Journal à rebours d'un baby boomer. Un retour sur des moments d'enfance ou d'adolescence à partir des murmures du quotidien
22 Octobre 2024
Chapitre 4 (suite)
... Il ne répondit pas.
Elle le regarda plus attentivement.
Mon père était un homme de très petite taille, assez mal vêtu, non par obligation, mais ne se sentant à l’aise que dans les vêtements les plus usagés. De teint très pâle, l’air maladif bien que possédant une force physique et une santé peu communes, il présentait un aspect pouvant inspirer de la pitié, mais jouant en sa faveur en certaines circonstances. De plus, son regard vif et intelligent lui attirait toutes les sympathies.

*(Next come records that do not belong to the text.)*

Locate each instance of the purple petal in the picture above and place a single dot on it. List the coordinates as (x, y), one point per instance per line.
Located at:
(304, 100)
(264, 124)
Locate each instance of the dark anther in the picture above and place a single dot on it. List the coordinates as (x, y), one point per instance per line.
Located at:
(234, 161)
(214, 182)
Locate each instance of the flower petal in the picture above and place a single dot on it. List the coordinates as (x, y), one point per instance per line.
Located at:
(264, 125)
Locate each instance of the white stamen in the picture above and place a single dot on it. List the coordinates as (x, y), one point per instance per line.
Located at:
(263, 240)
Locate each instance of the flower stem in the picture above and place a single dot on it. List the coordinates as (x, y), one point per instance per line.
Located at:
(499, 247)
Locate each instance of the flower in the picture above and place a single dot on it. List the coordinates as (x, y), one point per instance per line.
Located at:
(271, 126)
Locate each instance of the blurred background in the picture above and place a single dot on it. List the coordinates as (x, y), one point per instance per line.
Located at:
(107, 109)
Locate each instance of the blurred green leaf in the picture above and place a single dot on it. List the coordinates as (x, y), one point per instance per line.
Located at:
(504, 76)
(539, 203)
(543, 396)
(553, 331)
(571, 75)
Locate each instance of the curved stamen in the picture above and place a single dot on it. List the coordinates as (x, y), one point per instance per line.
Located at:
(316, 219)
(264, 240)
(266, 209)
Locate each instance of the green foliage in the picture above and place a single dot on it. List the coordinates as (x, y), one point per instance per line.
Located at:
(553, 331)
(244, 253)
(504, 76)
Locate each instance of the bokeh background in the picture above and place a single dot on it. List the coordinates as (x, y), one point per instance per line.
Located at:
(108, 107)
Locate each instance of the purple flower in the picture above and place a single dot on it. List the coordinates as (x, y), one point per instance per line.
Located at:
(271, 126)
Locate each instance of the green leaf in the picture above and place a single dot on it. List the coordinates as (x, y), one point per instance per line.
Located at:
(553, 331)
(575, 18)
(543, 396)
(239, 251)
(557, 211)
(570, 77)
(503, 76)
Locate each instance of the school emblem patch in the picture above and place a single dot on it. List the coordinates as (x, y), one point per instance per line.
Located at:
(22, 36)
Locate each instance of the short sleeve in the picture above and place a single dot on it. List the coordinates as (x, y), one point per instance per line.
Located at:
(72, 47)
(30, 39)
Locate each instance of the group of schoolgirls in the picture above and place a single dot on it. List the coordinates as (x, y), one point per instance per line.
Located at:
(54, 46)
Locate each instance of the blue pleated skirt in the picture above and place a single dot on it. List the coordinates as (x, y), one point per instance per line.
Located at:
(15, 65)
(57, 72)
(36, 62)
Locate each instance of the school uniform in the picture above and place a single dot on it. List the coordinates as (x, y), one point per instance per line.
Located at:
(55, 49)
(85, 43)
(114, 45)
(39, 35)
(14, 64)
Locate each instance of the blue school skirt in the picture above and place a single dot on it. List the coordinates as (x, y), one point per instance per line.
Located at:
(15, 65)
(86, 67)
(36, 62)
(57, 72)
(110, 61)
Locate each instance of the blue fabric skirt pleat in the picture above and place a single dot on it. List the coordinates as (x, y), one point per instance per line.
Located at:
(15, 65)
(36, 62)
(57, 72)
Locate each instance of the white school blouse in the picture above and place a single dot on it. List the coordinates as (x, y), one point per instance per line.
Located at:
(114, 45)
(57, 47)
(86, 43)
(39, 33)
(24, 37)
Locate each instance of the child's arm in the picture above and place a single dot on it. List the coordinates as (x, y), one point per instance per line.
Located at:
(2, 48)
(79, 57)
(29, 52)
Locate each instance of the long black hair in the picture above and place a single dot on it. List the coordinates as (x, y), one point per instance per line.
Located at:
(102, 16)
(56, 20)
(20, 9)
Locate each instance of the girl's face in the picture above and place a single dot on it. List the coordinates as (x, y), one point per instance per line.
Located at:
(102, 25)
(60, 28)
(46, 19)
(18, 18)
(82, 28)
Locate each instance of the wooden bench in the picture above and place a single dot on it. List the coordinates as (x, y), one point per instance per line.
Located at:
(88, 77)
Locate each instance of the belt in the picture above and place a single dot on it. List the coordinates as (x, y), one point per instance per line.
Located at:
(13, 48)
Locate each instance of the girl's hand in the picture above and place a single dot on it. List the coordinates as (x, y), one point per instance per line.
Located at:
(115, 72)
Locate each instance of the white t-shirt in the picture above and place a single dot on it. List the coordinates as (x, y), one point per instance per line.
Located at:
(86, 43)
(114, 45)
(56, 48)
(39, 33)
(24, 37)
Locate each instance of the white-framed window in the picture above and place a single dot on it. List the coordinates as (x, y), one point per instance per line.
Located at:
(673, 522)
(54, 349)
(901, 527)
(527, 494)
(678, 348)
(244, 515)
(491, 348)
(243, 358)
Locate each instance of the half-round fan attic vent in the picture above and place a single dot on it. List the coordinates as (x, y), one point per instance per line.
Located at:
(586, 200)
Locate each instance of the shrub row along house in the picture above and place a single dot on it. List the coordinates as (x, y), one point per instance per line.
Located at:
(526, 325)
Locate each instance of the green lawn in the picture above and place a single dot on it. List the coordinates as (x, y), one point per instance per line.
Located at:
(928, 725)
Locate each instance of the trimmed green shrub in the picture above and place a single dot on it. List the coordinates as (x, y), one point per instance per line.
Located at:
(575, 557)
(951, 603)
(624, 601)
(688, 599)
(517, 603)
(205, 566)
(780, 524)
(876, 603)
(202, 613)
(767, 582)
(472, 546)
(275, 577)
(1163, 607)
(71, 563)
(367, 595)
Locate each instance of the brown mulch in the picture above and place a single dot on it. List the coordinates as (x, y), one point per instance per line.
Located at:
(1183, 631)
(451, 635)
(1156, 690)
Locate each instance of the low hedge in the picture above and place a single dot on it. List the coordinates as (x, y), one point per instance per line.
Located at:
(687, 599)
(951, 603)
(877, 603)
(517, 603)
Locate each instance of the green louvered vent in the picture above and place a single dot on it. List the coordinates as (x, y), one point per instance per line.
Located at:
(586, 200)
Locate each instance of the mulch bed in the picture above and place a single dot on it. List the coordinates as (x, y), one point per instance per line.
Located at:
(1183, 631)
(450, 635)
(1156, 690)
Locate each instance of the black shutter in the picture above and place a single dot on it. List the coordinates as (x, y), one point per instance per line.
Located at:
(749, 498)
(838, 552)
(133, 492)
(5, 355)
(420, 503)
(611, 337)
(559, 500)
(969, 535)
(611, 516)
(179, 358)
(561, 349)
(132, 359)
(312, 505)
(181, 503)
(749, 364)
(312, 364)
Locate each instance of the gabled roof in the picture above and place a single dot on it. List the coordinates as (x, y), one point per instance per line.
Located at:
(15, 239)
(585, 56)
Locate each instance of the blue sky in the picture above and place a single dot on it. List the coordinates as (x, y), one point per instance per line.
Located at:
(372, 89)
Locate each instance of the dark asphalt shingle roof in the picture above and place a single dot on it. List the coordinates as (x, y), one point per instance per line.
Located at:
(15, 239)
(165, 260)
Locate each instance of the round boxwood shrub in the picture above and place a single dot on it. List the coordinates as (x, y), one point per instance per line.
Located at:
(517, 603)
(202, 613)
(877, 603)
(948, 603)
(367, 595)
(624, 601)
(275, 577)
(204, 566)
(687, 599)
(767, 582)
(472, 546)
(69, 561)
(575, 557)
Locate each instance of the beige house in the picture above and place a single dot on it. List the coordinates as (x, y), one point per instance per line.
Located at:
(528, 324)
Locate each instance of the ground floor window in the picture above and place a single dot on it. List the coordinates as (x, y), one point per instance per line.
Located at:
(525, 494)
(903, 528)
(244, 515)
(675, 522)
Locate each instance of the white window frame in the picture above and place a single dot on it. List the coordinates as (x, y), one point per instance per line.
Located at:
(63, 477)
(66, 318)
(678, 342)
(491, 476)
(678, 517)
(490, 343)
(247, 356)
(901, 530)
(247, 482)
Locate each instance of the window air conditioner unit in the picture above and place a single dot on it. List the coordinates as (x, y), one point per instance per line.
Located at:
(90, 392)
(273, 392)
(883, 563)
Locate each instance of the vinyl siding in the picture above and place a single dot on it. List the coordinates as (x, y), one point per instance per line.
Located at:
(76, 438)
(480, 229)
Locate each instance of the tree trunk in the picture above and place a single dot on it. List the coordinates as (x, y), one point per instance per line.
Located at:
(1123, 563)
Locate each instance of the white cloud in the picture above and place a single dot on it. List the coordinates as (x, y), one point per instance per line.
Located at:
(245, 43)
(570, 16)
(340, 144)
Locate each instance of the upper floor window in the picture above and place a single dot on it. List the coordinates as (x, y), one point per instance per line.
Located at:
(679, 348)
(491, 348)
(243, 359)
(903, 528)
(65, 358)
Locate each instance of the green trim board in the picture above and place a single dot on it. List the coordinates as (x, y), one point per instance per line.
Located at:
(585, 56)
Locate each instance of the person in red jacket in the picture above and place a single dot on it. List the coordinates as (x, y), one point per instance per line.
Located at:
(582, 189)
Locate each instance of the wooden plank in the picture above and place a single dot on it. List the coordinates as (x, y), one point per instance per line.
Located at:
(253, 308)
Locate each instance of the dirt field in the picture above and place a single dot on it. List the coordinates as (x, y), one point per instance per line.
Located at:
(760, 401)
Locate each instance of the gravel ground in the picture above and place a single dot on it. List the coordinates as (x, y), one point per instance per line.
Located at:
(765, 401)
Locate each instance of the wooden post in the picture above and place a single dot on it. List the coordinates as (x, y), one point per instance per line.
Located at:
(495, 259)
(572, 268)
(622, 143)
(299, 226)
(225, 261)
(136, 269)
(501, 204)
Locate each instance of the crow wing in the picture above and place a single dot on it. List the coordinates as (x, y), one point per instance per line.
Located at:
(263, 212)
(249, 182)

Après quelques instants d’observation le regard de la secrétaire s’adoucit. Utilisant la même langue, mon père lui expliqua alors la situation précaire qui était la nôtre et lui dit qu’un laisser-passer pour continuer notre voyage nous était de la plus grande nécessité. La secrétaire réfléchit un court instant puis répondit :
- Attendez un moment, ne bougez pas d’ici. Je reviens immédiatement.
Ouvrant une porte qui donnait accès directement au bureau du commandant, elle se dirigea vers ce dernier et, se penchant vers lui, se mit à lui parler. Mon père pouvait suivre la scène, la porte étant restée entrouverte.
Quelques instants plus tard, O merveille, le laisser-passer tant convoité, dûment rempli, signé et portant le cachet de la kommandantur de Paris, passait des mains de la secrétaire à celles de mon père.
Très ému celui-ci ne savait plus que dire afin de la remercier, mais elle ne lui en laissa pas le temps et, lui souhaitant bonne chance, lui adressa un aimable sourire avant de s’éclipser, visiblement heureuse d’avoir fait une bonne action.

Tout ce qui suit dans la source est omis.